D’autres courants se sont opposés à la libre disposition de soi, comme le montre Bertrand Guillarme10, non pas à partir d’une conception sacralisée, mais sur la base d’une critique du consentement contractuel, source d’aliénation, puisqu’il installerait un rapport distancié de l’individu à son corps (Carole Pateman). Le féminisme matérialiste, inspiré de la pensée marxiste, considère que, pour les femmes, le consentement est nécessairement vicié à cause de la domination masculine. Victimes sur le plan structurel, l’expérience subjective des femmes n’aurait donc pas d’importance. À partir d’une théorie radicale de la domination masculine, peut-on considérer qu’aucune femme dans aucune circonstance ne peut consentir à se prostituer ou à faire une GPA ?
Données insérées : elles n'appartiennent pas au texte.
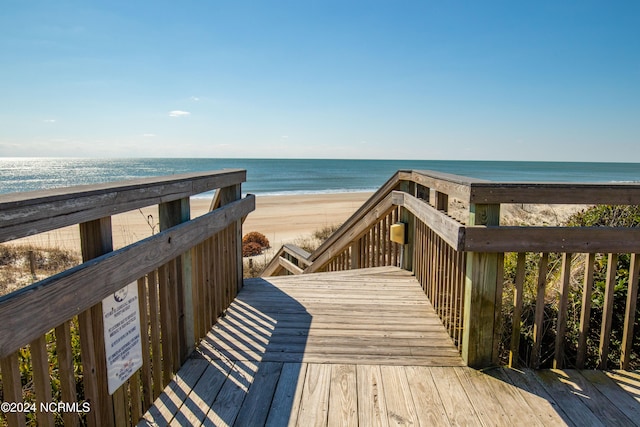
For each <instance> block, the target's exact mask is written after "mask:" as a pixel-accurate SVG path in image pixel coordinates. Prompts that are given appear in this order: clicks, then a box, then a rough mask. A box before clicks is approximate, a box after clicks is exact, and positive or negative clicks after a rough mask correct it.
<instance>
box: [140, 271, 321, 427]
mask: <svg viewBox="0 0 640 427" xmlns="http://www.w3.org/2000/svg"><path fill="white" fill-rule="evenodd" d="M310 324H311V315H310V314H309V313H308V312H307V311H306V309H305V307H304V306H302V305H301V304H300V303H299V302H297V301H296V300H295V299H293V298H291V297H290V296H289V295H287V294H286V293H284V292H283V291H281V290H279V289H278V288H276V287H275V286H274V285H272V284H271V283H269V281H268V280H266V279H250V280H247V281H245V287H244V288H243V289H242V291H240V293H239V294H238V296H237V297H236V299H235V300H234V302H233V304H232V305H231V306H230V307H229V309H228V310H227V311H226V313H225V315H224V316H223V317H222V318H220V319H218V323H217V324H216V325H215V326H214V327H213V328H211V330H210V331H209V333H208V334H207V335H206V337H205V338H204V339H203V340H202V341H201V343H200V345H199V347H198V349H197V350H196V352H195V353H194V354H193V355H192V357H191V359H190V360H189V361H188V362H187V363H185V365H184V366H183V368H182V369H181V370H180V372H179V373H178V375H177V376H176V379H175V380H174V381H173V382H172V383H171V384H170V386H169V387H168V389H167V390H165V393H163V396H161V399H163V400H162V401H161V402H160V403H161V404H160V405H158V402H156V405H154V408H153V409H152V410H150V411H149V412H148V413H147V414H145V419H144V420H142V421H141V423H140V424H139V425H152V424H156V425H165V424H169V423H177V424H178V425H200V424H202V425H252V426H253V425H258V426H259V425H286V424H287V423H288V422H289V419H290V418H291V416H292V415H293V416H294V417H295V414H293V412H294V402H295V400H296V390H297V389H298V387H299V385H301V384H302V382H303V380H304V374H305V372H304V370H305V368H306V365H305V364H303V363H302V362H303V360H302V358H303V355H304V348H305V345H306V341H307V336H308V331H309V327H310ZM174 417H175V418H174Z"/></svg>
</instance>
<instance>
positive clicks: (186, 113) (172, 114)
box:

En tout état de cause, ces critiques ont permis de faire émerger une interrogation juridique pertinente : comment le droit saisit-il le consentement des parties à l’acte ? Quelle analyse fait-il de leurs conditions particulières ? Enfin, et surtout, ces critiques ont posé la question de savoir si l’on peut continuer à maintenir les frontières entre sphères privée et publique dès lors que l’on touche à une problématique aussi fondamentale que la disposition de soi.
L’analyse approfondie du consentement me semble plus que nécessaire dans un monde d’inégalités économiques et sociales. Toutefois, une fois le constat établi de l’absence de dol, de contrainte, ou de déséquilibre financier dans la prestation, au nom de quoi est-il permis d’interdire cette libre disposition ? Considérer que, dans aucune circonstance, aucune personne ne peut disposer librement de son corps pour, par exemple, se prostituer, participer à une GPA ou demander un suicide assisté, ne reviendrait-il pas à traiter chacun comme un incapable ? Comment donc trouver l’équilibre entre une protection nécessaire dans un monde où le marché placerait uniquement une minorité comme détentrice de tous les droits (y compris ceux de disposer du corps d’autrui) et la sauvegarde de ce qui fonde notre système démocratique (le droit à l’intimité et la respect de la vie privée comme ultima ratio dans le rapport à soi) ?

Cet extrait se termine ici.